We can prove that the $\mathbf R$ here is also a rotation matrix.

$\mathbf R\mathbf R^T=\mathbf I$
$\det (\mathbf R) = 1$. The matrix can be transformed to match the first implementation’s definition via $d/2-1$ row swaps and $d/2-1$ column swaps (totaling $d-2$ swaps, which is even since $d$ is even). As each swap pair (of either rows or columns) multiplies the determinant by -1, the determinant remains 1 after an even number of swaps.

It has the equivalent but more efficient form.
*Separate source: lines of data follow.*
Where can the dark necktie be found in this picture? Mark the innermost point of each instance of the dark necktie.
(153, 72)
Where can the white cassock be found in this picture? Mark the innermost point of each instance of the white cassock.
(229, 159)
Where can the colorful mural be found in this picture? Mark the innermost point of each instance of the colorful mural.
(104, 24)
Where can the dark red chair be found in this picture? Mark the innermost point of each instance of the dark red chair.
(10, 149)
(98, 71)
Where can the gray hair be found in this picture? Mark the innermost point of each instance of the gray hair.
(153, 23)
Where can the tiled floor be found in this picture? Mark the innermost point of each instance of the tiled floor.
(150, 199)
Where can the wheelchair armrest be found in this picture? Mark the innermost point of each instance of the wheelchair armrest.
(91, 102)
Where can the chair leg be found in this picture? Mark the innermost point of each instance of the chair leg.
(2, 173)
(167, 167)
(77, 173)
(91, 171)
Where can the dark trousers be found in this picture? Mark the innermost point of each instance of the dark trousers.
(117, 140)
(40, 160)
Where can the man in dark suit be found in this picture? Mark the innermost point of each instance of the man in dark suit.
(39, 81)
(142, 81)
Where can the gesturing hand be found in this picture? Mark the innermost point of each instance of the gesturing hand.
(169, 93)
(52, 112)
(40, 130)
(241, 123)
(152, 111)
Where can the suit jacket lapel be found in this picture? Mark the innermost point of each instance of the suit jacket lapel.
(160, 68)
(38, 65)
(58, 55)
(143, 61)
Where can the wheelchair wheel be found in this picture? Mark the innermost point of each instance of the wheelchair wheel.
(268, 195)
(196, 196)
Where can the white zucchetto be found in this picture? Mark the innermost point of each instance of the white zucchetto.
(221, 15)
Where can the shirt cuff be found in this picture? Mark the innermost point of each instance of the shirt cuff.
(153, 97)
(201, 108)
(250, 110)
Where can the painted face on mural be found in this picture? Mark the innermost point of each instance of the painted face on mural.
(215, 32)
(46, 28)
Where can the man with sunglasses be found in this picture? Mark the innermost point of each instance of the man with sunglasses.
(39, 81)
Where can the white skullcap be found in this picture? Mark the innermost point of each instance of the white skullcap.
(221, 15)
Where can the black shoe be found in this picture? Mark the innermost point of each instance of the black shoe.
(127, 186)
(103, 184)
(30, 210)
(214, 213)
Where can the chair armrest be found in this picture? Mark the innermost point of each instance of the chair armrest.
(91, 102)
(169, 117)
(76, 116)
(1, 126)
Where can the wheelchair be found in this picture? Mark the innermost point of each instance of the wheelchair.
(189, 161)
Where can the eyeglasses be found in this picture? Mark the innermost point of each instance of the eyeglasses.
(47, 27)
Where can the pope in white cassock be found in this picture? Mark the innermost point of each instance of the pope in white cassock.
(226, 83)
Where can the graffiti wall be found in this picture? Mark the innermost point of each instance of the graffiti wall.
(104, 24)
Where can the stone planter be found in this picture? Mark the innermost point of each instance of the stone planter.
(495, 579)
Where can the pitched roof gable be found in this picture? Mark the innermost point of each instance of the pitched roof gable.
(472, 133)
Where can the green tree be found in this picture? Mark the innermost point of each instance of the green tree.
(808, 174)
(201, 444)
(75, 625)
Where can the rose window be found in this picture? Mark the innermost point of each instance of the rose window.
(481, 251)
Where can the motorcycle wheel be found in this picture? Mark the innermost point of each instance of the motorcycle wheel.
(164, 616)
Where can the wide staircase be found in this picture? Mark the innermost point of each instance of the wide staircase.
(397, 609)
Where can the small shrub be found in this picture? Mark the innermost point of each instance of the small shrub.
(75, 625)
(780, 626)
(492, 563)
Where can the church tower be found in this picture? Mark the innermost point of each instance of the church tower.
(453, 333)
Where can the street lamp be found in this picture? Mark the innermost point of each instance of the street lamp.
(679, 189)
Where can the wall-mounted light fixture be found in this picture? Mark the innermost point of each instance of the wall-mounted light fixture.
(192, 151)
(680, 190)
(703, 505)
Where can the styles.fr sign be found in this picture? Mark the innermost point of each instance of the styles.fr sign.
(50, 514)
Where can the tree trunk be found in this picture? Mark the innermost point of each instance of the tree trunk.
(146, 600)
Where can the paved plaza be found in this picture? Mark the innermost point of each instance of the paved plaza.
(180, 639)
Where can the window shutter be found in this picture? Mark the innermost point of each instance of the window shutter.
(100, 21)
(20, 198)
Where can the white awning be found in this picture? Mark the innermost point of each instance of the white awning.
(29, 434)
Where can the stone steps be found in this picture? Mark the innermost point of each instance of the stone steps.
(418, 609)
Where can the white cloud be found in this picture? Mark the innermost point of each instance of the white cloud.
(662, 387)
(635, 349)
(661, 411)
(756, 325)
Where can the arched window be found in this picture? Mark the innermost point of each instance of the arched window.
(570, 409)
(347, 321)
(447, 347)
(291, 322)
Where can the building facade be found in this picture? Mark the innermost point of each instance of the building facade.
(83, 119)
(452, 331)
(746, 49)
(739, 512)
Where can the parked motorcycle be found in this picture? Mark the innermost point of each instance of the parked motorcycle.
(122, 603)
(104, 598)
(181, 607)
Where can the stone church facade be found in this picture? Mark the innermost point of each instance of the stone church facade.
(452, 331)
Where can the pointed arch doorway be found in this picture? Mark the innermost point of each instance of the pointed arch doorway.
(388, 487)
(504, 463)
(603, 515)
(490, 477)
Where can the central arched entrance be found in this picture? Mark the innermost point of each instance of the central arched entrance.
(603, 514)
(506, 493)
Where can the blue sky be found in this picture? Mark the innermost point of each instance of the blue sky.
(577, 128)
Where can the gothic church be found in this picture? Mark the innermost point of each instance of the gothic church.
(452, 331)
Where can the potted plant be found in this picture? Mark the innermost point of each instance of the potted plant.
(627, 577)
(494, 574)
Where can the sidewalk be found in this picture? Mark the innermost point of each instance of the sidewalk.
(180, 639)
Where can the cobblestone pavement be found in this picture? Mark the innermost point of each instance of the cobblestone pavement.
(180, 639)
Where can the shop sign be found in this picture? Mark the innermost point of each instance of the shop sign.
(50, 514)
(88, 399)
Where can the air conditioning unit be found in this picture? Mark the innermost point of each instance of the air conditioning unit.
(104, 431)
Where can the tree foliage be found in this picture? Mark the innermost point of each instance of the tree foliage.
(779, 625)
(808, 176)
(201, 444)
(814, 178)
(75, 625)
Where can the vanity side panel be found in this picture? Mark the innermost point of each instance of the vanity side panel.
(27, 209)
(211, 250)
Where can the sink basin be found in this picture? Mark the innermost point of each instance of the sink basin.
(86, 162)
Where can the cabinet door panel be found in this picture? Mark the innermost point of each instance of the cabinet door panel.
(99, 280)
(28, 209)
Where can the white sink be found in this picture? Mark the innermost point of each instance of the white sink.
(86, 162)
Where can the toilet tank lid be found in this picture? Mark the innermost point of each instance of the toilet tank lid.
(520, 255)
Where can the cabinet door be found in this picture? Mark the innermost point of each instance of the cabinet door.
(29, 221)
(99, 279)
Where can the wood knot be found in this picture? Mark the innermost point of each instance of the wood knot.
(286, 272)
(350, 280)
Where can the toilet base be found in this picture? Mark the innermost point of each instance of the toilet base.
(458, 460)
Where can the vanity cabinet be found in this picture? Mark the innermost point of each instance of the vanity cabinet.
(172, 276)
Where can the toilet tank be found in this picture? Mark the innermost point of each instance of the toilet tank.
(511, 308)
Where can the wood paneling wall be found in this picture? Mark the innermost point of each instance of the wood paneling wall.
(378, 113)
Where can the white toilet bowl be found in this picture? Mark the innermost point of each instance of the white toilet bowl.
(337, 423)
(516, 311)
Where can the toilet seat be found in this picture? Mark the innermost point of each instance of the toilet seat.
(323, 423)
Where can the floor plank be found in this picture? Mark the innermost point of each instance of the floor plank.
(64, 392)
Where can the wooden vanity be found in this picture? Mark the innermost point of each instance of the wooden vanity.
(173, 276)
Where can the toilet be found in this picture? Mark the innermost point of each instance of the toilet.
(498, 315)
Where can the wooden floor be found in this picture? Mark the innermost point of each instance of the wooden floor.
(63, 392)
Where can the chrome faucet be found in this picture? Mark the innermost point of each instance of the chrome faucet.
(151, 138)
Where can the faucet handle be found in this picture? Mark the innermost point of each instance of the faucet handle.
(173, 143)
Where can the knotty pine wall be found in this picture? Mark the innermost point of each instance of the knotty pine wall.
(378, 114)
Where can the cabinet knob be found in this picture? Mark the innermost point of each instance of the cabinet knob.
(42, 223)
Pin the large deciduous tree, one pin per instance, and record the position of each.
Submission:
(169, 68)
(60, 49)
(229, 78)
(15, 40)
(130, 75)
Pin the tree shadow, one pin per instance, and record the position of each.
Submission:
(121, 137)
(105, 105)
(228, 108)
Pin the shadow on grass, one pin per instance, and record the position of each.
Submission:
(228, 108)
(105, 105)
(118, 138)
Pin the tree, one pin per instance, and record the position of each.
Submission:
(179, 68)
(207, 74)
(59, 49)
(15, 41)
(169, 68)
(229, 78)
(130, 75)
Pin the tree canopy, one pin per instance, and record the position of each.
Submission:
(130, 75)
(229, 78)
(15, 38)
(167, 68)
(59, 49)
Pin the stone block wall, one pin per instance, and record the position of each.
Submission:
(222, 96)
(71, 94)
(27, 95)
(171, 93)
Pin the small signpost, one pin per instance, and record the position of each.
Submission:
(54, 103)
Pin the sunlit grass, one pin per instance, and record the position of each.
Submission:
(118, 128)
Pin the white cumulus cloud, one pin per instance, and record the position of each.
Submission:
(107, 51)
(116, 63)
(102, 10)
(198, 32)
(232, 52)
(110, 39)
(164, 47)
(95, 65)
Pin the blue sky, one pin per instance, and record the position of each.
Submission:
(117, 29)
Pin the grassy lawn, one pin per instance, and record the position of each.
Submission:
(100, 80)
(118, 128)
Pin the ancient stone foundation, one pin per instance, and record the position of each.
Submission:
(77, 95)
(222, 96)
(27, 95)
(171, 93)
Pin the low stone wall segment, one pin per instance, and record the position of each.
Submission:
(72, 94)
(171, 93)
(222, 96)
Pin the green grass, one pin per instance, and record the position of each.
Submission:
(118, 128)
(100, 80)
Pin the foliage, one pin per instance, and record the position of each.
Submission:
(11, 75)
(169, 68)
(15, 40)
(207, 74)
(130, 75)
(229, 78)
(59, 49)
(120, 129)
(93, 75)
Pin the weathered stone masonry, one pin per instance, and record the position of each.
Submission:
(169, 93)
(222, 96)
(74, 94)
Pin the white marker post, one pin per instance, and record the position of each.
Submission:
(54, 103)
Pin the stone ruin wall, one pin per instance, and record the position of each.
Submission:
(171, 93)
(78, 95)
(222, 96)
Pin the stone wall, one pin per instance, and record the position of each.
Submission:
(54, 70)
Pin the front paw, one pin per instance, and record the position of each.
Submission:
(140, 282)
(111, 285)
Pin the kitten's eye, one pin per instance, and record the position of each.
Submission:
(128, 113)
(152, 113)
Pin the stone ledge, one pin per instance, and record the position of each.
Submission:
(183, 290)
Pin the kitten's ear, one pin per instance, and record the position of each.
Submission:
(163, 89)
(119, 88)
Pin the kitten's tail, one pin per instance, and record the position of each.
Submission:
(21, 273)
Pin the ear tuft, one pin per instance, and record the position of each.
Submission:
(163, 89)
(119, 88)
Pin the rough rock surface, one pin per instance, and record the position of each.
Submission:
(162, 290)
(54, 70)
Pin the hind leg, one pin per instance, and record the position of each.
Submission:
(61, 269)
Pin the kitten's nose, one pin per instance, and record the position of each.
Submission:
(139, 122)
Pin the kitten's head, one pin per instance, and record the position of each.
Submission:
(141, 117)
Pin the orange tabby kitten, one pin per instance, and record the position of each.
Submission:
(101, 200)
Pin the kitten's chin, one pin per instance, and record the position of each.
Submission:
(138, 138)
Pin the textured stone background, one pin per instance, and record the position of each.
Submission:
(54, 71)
$$ \mathbf R\mathbf x= \begin{pmatrix} x_1\\x_2\\…\\x_{d/2}\\x_{d/2+1}\\…\\x_{d-1}\\x_d \end{pmatrix}\otimes \begin{pmatrix} cos\ m\theta_1 \\ cos\ m\theta_2\\…\\cos\ m\theta_{d/2}\\cos\ m\theta_{1}\\…\\cos\ m\theta_{d/2-1}\\cos\ m\theta_{d/2} \end{pmatrix} + \begin{pmatrix} -x_{d/2+1}\\-x_{d/2+2}\\…\\-x_d\\x_1\\x_2\\…\\x_{d/2} \end{pmatrix}\otimes \begin{pmatrix} sin\ m\theta_1 \\ sin\ m\theta_2\\…\\sin\ m\theta_{d/2}\\sin\ m\theta_{1}\\…\\sin\ m\theta_{d/2-1}\\sin\ m\theta_{d/2} \end{pmatrix} $$